IAI and Technion Co-Develop Micro-Satellites to Aid Search and Rescue Missions From Space

avatar by James Spiro / CTech

A depiction of an Amos satellite. Photo: Andrzej Olchawa via Wikimedia Commons.

CTech – A new collaboration between Technion-Israel Institute of Technology and Israel Aerospace Industries (IAI) has produced a new electronic receiver to be implemented in satellites set to be launched into space later this year.
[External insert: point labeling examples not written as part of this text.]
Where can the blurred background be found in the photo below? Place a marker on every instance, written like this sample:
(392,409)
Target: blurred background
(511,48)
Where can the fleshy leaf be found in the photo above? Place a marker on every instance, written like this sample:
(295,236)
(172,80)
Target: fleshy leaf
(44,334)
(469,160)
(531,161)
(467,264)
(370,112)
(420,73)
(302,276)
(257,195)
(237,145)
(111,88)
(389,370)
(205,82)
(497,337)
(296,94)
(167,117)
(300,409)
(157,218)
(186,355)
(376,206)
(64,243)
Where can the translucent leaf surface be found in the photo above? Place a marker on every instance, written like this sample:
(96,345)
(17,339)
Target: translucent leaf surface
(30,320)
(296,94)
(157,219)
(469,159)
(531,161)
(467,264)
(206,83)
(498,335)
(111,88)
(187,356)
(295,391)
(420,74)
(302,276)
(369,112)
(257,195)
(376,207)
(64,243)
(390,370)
The collaboration, which is part of Technion’s ADELIS-SAMSON project, sees three nano-satellites launching into space in December 2020 for autonomous monitoring missions.

The three satellites will fly in orbit without human intervention and can receive signals from Earth, process them, and as a result detect the exact location the signals originated from, capabilities that can be used to help search and rescue operations, conduct remote sensing, and carry out environmental monitoring missions.

The receiver for the ADELIS-SAMSON project was developed and built by ELTA Systems, a division of IAI. It is designed to pick up and identify records from Earth and integrate them with three mission computers developed by IAI’s MABAT Division. The miniature system extends the scope of the missions the nano-satellites can perform.

“The new development will help promote a new field of space research,” said Nimrod Sheffer, CEO of IAI. “Collaboration with the Technion and other academic institutions is invaluable to us, as it promotes academic research and our future technological ventures. The receiver developed for this project offers a new way for space geo-location of ground-based electromagnetic signals. It is based on IAI’s extensive engineering know-how and experience in satellites, electronic warfare, intelligence interpretation systems, and communication networks.”

The ADELIS-SAMSON project was led by Professor Pini Gurfil, head of the Asher Space Research Institute and a faculty member in Technion’s Aerospace Engineering. He worked alongside Avner Kaidar, Eviatar Edlerman, Dr. Alex Frid, and Hovik Agalarian.

“We worked closely with IAI engineers on this development for more than five years,” said Prof. Gurfil in a statement. “The project showcases the benefits of academy-industry collaboration, which yielded an outstanding result in the form of an innovative space-borne system. We thank IAI engineers for their professionalism and commitment. The system we co-developed places ADELIS-SAMSON at the forefront of nano-satellite technology.”

The project is supported by the ADELIS Foundation, the Goldstein Foundation, and Israel’s Space Agency.